January 21, 2020 by David Gambrill
An Ontario court has rejected an attempt by claimants in a bad faith claim against an insurer to blur the line between claims adjudication and setting claims reserves, ruling that the insurer’s “records pertaining to reserves” were irrelevant to how the claim was decided.
In Kanani v. Economical Insurance, released last Friday, the court considered a discovery motion in which claimants in an auto accident case sought to compel Economical to produce information about how the insurer set its reserves. (This was a pre-trial motion; the facts and merits of the case have not been heard by the court.)
An insurance company is required by the Insurance Act to maintain reserves for all claims that have an open status. This is because it takes some time for the company to determine the full indemnity amount under the policy and related expense amounts for the claim, and then pay out and close the claim. While the claim is open, the company is required to set aside funds to allow them to make future payments should claims be advanced.
The claimants contended that the reserve documents would reveal the insurer’s state of mind when it assessed the future needs for and entitlement to an injured victim’s attendant care benefits.
Economical countered that its notes about reserve-setting were irrelevant. The claimants were confusing reserve-setting with the act of adjudicating entitlement to attendant care benefits, when in fact adjusting and reserving are two separate spheres, the insurer told the court.
The Ontario Superior Court agreed with Economical, finding that the insurer did not need to produce documents related to its reserve-setting.
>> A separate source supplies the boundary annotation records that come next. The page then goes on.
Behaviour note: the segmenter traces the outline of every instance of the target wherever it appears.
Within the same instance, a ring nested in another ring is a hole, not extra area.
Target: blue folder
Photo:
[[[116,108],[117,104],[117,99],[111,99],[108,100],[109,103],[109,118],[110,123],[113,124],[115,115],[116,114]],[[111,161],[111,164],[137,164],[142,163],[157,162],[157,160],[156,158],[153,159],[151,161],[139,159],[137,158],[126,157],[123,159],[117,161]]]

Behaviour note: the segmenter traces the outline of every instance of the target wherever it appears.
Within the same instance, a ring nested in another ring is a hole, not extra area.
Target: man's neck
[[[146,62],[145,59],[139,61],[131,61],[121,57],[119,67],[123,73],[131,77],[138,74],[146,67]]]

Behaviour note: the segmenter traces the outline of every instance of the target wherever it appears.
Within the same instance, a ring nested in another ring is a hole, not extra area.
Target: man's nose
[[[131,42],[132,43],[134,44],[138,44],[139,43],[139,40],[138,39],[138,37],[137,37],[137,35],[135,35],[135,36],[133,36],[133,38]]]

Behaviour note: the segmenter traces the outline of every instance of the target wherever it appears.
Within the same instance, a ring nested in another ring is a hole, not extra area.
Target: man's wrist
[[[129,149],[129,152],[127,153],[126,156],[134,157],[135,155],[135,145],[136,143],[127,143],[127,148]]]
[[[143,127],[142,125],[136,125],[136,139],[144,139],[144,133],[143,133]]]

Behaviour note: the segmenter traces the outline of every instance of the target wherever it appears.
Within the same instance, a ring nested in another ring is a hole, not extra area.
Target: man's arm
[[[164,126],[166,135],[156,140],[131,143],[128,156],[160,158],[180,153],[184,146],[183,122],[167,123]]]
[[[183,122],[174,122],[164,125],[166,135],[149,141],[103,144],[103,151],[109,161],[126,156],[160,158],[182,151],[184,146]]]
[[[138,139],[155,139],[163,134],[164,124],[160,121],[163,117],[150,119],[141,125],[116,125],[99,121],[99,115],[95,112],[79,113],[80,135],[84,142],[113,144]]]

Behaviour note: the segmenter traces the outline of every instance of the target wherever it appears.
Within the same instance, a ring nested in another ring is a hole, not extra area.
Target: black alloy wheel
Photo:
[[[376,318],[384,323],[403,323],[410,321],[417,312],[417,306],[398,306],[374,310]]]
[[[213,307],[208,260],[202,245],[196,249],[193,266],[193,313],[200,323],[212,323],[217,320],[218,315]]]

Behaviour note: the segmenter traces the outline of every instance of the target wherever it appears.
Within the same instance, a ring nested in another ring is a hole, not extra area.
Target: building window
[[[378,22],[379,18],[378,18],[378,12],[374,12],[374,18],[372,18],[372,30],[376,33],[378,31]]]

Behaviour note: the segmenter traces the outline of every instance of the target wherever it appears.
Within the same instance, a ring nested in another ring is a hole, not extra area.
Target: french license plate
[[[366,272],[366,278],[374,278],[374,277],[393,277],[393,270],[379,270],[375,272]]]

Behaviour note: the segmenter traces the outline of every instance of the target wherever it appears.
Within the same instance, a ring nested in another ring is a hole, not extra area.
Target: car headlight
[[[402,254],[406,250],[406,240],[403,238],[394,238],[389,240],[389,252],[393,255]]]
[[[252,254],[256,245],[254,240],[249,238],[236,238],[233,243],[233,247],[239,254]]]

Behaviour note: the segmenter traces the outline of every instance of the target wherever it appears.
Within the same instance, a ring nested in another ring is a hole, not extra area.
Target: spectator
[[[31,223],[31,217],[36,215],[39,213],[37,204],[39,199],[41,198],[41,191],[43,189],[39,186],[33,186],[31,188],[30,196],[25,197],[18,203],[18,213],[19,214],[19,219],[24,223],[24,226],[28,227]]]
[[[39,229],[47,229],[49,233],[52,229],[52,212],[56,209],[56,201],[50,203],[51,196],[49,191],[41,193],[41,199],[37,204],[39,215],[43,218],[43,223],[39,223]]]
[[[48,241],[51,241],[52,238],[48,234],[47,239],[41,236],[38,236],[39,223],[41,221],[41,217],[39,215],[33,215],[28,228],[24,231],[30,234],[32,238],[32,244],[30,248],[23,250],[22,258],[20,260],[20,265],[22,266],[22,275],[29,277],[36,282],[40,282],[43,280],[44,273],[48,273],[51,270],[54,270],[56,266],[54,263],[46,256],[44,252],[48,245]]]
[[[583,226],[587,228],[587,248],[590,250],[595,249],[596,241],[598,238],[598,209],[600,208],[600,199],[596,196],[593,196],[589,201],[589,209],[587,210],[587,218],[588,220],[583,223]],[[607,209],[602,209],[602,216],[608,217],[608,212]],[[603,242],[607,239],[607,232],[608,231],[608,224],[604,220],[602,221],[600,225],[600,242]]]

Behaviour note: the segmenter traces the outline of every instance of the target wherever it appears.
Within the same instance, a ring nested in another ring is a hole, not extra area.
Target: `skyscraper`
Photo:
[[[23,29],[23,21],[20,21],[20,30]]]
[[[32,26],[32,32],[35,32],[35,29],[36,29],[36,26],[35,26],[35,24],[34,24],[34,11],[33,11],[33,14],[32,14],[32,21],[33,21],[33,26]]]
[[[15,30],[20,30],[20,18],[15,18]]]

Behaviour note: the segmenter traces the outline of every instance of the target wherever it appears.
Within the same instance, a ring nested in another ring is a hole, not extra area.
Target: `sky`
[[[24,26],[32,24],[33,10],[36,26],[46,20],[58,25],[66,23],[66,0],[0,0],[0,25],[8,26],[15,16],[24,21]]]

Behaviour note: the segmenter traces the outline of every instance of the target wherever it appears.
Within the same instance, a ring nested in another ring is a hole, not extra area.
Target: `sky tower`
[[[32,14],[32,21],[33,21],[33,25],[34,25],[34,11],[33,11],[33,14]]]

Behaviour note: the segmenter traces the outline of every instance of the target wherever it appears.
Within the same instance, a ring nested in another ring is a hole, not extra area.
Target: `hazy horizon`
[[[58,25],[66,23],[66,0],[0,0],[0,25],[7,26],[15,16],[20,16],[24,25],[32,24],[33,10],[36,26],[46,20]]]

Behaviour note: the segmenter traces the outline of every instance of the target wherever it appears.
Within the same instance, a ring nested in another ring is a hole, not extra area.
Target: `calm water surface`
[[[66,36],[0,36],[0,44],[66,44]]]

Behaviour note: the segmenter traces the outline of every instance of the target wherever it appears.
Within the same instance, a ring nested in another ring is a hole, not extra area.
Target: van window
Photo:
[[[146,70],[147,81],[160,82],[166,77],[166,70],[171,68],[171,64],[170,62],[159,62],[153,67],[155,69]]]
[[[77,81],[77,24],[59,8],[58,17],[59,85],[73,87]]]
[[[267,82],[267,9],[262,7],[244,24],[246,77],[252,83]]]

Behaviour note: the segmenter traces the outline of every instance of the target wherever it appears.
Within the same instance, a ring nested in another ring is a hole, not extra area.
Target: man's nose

“The plaintiffs have conflated the setting of reserves with the knowledge, awareness, analysis and assessment or adjudication of the insurer with the suggestion that these are intertwined, making the reserve information relevant to the matters at issue in this action,” Ontario Superior Court Justice David Nadeau wrote for the court. “It is clear from the weight of the authorities presented that reserves do not relate to the process or manner in which the claim is assessed or adjudicated; these are a separate process and have very separate considerations.”
In supporting his decision, Nadeau cited a lengthy chunk of a 2003 decision by the Ontario Superior Court in Osborne v. Non-Marine Underwriters, Lloyd’s London.
Osborne focused on a pleadings motion (i.e. the claimant’s complaint), as opposed to the discovery motion (obtaining all relevant information) in Kanani. Nadeau found the two cases dealing with reserves were comparable since “pleadings are intimately related to the scope of discovery in an action.”
In Osborne, the claimants accused the insurer of setting its reserves “at an arbitrarily low figure.” The court rejected the relevance of the insurer’s reserve-setting, noting there is a difference between dealing with a client in good faith and calculating how much the claim could cost an insurer.
“While there may be a possible connection between the level at which a reserve is set and the insurer’s assessment of the claim, the setting of the reserve does not relate to the process or manner in which the claim is gauged or weighed — i.e. assessed — in the first place,” Ontario Superior Court Justice Robert Blair (as he then was) wrote in Osborne. “It is therefore several steps removed from the process of dealing with the insured and ‘[assessing] the claim in a balanced and reasonable manner’…
“Absent exceptional circumstances, therefore, an insurer’s internal estimation of its monetary exposure regarding the risk is not pertinent to the insurer’s conduct in assessing and responding to the claim of an insured.”